16. The pharmaceutical composition according to claim 15, wherein the cancer is any one selected from the group consisting of gastric cancer, liver cancer, lung cancer, colorectal cancer, breast cancer, prostate cancer, ovarian cancer, pancreatic cancer, cervical cancer, thyroid cancer, laryngeal cancer, acute myeloid leukemia, brain tumor, neuroblastoma, retinoblastoma, head and neck cancer, salivary gland cancer, and lymphoma.
17. A modified mitochondria according to claim 1, for the prevention or treatment of cancer.
18. Use of the modified mitochondria described in claim 1 in the manufacture of a pharmaceutical product for the prevention or treatment of cancer.
19. A method for producing modified mitochondria, comprising the step of mixing isolated mitochondria with a fusion protein, The fusion protein is a fusion protein comprising a targeted protein having the ability to bind to a ligand or receptor present in the cell membrane, and a mitochondrial outer membrane anchoring peptide. The target-targeting protein is an antibody or a fragment of the antibody having the same CDR as the CDR of the antibody. A method wherein the antibody fragment is scFv.

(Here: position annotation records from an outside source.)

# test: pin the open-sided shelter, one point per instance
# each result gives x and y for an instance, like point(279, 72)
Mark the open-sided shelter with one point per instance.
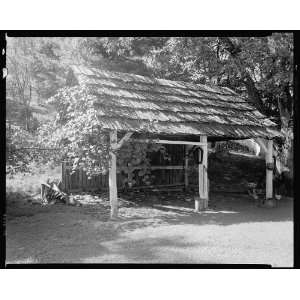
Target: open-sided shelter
point(172, 112)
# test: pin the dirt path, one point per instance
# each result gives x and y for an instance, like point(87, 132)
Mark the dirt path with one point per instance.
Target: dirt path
point(233, 231)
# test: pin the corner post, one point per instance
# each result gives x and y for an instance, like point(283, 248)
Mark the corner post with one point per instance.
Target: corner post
point(202, 202)
point(269, 171)
point(113, 192)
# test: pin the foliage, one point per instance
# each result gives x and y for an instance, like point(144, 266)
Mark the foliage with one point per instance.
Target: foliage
point(260, 68)
point(77, 132)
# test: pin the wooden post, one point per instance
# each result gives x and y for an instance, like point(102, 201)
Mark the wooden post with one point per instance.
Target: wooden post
point(202, 201)
point(113, 192)
point(269, 171)
point(186, 165)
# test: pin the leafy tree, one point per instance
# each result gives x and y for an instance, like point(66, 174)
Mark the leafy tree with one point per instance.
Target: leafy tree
point(77, 131)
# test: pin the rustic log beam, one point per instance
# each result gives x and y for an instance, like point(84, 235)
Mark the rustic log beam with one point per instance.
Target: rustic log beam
point(158, 141)
point(269, 170)
point(113, 192)
point(186, 165)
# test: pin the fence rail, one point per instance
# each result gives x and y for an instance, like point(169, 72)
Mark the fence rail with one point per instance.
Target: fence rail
point(162, 175)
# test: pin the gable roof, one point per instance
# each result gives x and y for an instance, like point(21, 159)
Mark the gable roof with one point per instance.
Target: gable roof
point(134, 103)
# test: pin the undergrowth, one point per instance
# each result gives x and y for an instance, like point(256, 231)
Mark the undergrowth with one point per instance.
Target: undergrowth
point(22, 185)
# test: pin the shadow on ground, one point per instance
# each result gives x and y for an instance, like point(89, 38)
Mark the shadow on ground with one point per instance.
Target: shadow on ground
point(159, 231)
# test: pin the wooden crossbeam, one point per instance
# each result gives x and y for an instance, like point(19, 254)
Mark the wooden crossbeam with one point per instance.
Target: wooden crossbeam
point(158, 141)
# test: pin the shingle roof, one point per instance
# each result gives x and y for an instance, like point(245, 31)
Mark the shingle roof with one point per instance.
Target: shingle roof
point(129, 102)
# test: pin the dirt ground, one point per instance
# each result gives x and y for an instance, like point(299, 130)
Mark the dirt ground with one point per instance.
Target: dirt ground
point(233, 230)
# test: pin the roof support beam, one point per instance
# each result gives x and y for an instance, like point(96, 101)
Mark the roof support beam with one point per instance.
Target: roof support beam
point(201, 202)
point(158, 141)
point(113, 191)
point(269, 170)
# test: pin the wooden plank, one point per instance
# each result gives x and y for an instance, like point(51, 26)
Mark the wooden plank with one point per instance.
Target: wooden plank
point(157, 141)
point(63, 176)
point(201, 202)
point(269, 172)
point(113, 191)
point(186, 165)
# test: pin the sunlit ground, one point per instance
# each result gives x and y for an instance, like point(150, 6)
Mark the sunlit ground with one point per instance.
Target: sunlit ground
point(233, 231)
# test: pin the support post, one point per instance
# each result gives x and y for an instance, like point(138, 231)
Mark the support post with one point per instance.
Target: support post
point(186, 165)
point(113, 192)
point(269, 170)
point(201, 202)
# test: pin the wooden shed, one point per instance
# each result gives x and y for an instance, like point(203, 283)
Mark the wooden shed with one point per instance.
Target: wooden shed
point(172, 112)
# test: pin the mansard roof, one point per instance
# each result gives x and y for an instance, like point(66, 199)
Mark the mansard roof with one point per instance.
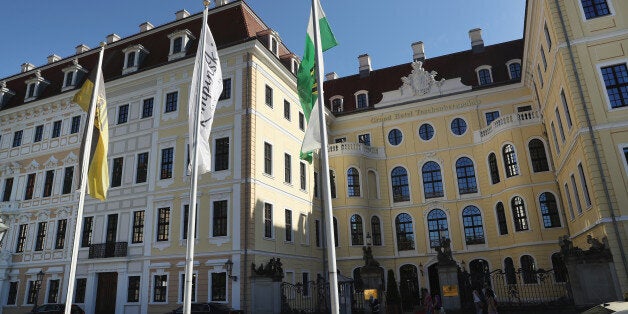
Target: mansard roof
point(460, 64)
point(231, 24)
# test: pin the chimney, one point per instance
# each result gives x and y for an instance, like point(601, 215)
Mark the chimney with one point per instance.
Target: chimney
point(477, 44)
point(365, 64)
point(331, 76)
point(111, 38)
point(53, 58)
point(146, 26)
point(26, 66)
point(81, 48)
point(418, 51)
point(181, 14)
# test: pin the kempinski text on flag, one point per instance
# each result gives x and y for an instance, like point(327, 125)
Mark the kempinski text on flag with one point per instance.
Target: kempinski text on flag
point(204, 97)
point(98, 171)
point(306, 81)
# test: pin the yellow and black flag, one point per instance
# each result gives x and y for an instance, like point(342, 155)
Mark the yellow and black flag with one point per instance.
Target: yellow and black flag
point(97, 171)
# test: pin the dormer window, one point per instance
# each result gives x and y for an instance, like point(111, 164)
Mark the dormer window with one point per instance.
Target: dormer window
point(133, 56)
point(484, 75)
point(72, 75)
point(179, 41)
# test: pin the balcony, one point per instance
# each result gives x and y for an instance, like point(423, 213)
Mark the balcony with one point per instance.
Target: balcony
point(505, 123)
point(106, 250)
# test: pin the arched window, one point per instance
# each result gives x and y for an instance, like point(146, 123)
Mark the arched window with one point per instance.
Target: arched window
point(538, 156)
point(353, 182)
point(492, 165)
point(399, 180)
point(432, 180)
point(466, 176)
point(509, 269)
point(549, 210)
point(528, 269)
point(560, 269)
point(501, 218)
point(405, 235)
point(510, 161)
point(519, 214)
point(357, 235)
point(376, 230)
point(472, 221)
point(437, 226)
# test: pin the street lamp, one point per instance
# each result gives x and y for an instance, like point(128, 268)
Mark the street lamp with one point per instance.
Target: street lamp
point(40, 278)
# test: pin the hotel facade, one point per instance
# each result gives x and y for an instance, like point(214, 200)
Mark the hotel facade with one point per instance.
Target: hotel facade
point(501, 149)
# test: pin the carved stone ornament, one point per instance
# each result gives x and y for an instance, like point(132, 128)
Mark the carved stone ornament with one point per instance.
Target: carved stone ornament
point(419, 82)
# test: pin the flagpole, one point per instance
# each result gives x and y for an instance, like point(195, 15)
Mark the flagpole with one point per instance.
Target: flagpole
point(189, 254)
point(326, 191)
point(84, 168)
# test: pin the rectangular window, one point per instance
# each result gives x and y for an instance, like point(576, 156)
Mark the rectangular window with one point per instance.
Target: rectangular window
point(79, 294)
point(167, 158)
point(138, 226)
point(68, 177)
point(41, 237)
point(142, 168)
point(12, 299)
point(86, 238)
point(116, 173)
point(221, 154)
point(56, 129)
point(364, 139)
point(133, 292)
point(268, 220)
point(585, 187)
point(21, 238)
point(219, 228)
point(39, 133)
point(17, 138)
point(491, 116)
point(286, 109)
point(76, 124)
point(8, 188)
point(219, 287)
point(268, 158)
point(147, 108)
point(62, 226)
point(226, 89)
point(616, 82)
point(269, 96)
point(48, 181)
point(287, 168)
point(288, 225)
point(163, 224)
point(53, 291)
point(123, 114)
point(30, 186)
point(302, 175)
point(160, 288)
point(171, 102)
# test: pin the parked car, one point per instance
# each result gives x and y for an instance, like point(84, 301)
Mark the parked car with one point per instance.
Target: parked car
point(204, 308)
point(619, 307)
point(54, 308)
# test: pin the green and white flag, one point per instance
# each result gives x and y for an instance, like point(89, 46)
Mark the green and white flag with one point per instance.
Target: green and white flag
point(306, 82)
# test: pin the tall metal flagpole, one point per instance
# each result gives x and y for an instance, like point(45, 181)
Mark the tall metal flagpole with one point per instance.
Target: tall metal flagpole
point(189, 254)
point(326, 192)
point(84, 167)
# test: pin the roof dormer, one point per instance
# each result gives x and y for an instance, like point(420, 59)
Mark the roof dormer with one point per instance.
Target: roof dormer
point(72, 75)
point(133, 56)
point(35, 86)
point(179, 43)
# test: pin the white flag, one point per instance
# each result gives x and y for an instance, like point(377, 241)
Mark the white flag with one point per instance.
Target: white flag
point(204, 99)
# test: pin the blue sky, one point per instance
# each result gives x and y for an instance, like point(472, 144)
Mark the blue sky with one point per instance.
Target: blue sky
point(34, 29)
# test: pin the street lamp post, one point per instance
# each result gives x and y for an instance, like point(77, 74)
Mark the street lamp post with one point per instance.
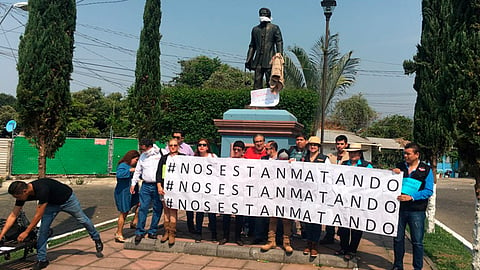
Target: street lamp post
point(328, 7)
point(20, 5)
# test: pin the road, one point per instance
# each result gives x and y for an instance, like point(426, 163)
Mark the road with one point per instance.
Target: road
point(455, 204)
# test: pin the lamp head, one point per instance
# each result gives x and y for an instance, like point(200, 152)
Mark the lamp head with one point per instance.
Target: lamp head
point(328, 6)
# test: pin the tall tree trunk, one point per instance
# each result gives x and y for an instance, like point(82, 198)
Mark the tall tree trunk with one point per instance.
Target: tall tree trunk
point(42, 159)
point(475, 172)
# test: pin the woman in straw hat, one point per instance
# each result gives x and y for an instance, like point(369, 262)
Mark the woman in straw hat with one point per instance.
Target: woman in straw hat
point(350, 238)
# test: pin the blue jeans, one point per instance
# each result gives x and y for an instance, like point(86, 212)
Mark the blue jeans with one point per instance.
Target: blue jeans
point(72, 207)
point(416, 223)
point(149, 194)
point(313, 231)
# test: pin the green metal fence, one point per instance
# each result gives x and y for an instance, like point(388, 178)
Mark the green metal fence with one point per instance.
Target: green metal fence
point(77, 156)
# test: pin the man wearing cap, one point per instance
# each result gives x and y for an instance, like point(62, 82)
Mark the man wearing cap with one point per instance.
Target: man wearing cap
point(238, 149)
point(350, 238)
point(53, 197)
point(313, 230)
point(266, 40)
point(341, 143)
point(273, 221)
point(412, 206)
point(146, 169)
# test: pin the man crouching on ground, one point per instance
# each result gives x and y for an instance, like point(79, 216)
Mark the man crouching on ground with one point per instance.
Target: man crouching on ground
point(52, 197)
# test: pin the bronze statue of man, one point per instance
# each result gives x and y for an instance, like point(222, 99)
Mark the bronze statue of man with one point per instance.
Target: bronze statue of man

20. A method for preparing modified mitochondria from transformed cells by introducing polynucleotides encoding a fusion protein, The fusion protein is a fusion protein comprising a targeted protein having the ability to bind to a ligand or receptor present in the cell membrane, and a mitochondrial outer membrane anchoring peptide. The target-targeting protein is an antibody or a fragment of the antibody having the same CDR as the CDR of the antibody. A method wherein the antibody fragment is scFv.